Gül açmak mı istememişti. Yoksa dış etkilerin olumsuzluklarını mı yaşıyordu. Olumsuz ortam şartları gülü, bülbülün karşısında belli ki zora sokmuştu.
Günler biraz daha sıcak geçse, gül açar ve bülbül, dalında şakıyabilirdi.
Soğukların bahara sarkması, gül çiçeğinin geç kalmasına neden olmuş ve bülbül erik dalında kalmıştı. Erik de çiçeklenmesini tamamlamamıştı. Yoksa beyaz çiçekleri bülbül beğenmeye çalışacaktı.
“Bülbül ve gül” birlikteliği için, havanın normalleşmesiyle, bir araya gelmeleri gerçekleşmişti. Bu birlikteliği kalbimin en güzel duygularıyla destekliyordum. Gül açmış ve yeşillikler arasında bülbül, iki güzellik bir aradaydı.

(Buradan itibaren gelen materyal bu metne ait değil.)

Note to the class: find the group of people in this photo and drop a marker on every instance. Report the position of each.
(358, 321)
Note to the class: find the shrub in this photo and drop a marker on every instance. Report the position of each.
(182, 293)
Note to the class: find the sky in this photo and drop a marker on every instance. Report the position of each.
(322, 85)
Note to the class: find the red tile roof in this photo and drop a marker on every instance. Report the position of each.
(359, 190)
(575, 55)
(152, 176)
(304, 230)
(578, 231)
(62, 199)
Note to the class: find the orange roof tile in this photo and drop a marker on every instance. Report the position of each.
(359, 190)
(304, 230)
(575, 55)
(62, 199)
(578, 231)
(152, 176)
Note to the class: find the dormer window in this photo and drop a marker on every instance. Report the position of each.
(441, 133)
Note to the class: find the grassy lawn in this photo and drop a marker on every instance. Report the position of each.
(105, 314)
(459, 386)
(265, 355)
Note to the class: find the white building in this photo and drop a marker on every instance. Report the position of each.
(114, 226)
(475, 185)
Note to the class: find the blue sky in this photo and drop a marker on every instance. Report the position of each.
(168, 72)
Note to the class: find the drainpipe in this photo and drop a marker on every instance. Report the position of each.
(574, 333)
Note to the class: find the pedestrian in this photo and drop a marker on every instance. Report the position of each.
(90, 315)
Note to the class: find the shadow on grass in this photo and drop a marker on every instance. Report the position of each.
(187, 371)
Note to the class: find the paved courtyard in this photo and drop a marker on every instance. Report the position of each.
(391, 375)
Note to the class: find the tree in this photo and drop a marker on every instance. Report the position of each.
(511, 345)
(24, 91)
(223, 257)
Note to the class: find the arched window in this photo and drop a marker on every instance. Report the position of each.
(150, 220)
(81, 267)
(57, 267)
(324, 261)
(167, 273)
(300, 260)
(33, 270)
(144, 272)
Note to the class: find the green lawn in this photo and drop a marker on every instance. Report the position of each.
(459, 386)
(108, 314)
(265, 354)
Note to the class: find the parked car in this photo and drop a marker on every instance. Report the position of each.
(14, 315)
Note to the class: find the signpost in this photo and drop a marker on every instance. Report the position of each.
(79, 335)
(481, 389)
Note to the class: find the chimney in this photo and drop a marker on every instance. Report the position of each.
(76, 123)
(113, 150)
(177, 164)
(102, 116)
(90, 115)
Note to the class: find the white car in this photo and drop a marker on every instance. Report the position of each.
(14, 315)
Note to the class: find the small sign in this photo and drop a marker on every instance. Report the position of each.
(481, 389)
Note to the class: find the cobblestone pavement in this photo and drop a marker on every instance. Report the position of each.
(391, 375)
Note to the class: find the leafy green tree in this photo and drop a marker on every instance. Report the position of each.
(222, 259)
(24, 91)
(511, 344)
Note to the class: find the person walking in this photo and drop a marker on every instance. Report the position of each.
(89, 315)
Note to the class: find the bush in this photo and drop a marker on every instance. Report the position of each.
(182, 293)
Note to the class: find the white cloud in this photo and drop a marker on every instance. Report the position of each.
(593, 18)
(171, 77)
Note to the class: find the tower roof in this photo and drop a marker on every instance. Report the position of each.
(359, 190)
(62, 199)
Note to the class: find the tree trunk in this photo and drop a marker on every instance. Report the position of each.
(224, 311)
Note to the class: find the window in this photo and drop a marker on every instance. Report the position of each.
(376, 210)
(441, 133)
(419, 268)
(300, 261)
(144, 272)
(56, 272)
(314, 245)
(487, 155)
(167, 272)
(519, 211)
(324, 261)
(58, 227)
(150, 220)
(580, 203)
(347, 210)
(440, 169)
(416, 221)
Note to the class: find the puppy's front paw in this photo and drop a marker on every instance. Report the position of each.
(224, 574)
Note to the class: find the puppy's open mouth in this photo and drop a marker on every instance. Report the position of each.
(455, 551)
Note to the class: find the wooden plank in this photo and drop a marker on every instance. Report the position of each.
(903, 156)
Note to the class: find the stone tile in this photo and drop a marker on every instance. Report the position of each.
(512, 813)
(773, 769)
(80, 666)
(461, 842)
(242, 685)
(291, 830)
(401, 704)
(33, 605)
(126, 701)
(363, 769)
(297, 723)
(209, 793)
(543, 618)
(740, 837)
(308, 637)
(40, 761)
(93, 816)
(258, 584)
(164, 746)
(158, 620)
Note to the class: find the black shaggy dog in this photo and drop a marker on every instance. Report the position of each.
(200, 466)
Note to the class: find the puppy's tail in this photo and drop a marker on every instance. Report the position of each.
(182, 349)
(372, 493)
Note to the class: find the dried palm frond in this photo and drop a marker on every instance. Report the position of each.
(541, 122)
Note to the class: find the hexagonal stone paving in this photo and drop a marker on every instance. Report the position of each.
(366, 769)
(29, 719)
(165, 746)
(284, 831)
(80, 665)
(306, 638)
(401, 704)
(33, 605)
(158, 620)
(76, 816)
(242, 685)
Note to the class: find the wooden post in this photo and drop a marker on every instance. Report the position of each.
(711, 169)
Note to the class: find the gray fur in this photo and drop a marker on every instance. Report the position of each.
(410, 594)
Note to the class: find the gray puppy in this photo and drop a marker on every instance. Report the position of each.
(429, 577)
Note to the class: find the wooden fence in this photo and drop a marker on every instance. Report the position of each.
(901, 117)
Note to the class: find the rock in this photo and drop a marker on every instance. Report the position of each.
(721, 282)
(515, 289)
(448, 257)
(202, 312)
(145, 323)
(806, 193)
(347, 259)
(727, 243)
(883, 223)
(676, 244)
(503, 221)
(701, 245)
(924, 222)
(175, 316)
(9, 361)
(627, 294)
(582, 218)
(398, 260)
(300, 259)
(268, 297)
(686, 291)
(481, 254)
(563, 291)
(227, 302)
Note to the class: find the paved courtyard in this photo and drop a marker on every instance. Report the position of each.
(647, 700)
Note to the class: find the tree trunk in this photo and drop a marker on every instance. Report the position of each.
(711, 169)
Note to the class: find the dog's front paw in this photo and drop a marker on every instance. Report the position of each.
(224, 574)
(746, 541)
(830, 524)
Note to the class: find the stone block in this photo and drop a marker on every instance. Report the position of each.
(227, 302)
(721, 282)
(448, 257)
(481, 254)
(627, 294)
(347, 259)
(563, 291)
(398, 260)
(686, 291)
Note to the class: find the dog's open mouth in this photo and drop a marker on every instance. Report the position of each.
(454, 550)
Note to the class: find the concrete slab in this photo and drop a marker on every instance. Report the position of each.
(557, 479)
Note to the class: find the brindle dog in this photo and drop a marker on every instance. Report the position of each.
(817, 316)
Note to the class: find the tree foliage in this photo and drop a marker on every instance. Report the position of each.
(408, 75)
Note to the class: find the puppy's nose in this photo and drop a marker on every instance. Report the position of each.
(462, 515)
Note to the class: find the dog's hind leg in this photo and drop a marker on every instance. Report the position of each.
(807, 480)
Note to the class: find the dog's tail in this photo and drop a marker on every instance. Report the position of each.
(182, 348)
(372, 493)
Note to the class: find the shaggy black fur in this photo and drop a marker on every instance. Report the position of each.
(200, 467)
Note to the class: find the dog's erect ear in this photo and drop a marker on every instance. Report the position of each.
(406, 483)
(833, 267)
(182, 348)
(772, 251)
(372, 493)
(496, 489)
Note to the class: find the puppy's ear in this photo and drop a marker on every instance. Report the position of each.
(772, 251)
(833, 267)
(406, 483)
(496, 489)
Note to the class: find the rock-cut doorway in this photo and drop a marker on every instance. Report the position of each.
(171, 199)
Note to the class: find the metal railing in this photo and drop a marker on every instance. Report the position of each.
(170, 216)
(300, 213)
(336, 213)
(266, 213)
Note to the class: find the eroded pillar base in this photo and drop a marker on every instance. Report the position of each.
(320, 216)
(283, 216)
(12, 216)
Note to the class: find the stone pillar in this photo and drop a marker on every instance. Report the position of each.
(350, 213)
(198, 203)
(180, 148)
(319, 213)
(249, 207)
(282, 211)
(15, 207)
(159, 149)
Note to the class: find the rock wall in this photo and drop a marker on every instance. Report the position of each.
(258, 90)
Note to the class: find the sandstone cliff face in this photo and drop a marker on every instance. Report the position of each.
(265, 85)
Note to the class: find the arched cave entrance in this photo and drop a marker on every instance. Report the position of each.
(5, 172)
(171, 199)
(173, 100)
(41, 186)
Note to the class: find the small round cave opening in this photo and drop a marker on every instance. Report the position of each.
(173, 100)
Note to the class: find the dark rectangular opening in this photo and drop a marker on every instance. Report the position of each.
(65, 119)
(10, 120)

Gül kışa iyi hazırlanmıştı. Dibinin çevresine doğal gübre konmuş ve kapatılmıştı. Ayrıca etrafı sarılmış rüzgâra karşı korunmuştu. Bahar geldiğinde ise açılmıştı.
Bu şartlarda kıştan çıkan gül zamanında yaprağını çiçeğini açacaktı. Gülün bakımına gösterilen özen hiçbir çiçeğe uygulanmıyordu. Bülbül gülün dalında boy gösterecekti. Ötüşüyle ve göz alıcı renkleriyle bülbül ile bağını kuracaktı.
Kırmızı, sarı, pembe ve beyaz güllerin yanında bülbülle söyleşi her şeye değerdi. Bu konuyu eserine almış sanatçılar çoktu. Peş peşe çıkarılan eserlerinde konuyu incelemişlerdi. Hatta şiirlere ve şarkılarda söylenmişti.
Bülbül yuvasını da gül dalına yapmış olması, güle bir kat daha değer kazandırmıştı. Gül korunurken, yuvada nasibini alıyordu. Böylece bülbülün yuvasının yeri hep gül dalı oluyordu.
Bülbülün içgüdüsel olarak aynı yere yuva yapması kaçınılmazdı. Gülün güvenliliği böyle bir içgüdü yaratmıştı.
Gülün büyümesi ve bülbülün daha rahat yuva yapması, iki güzelliği bir arada görmemizi sağlıyordu.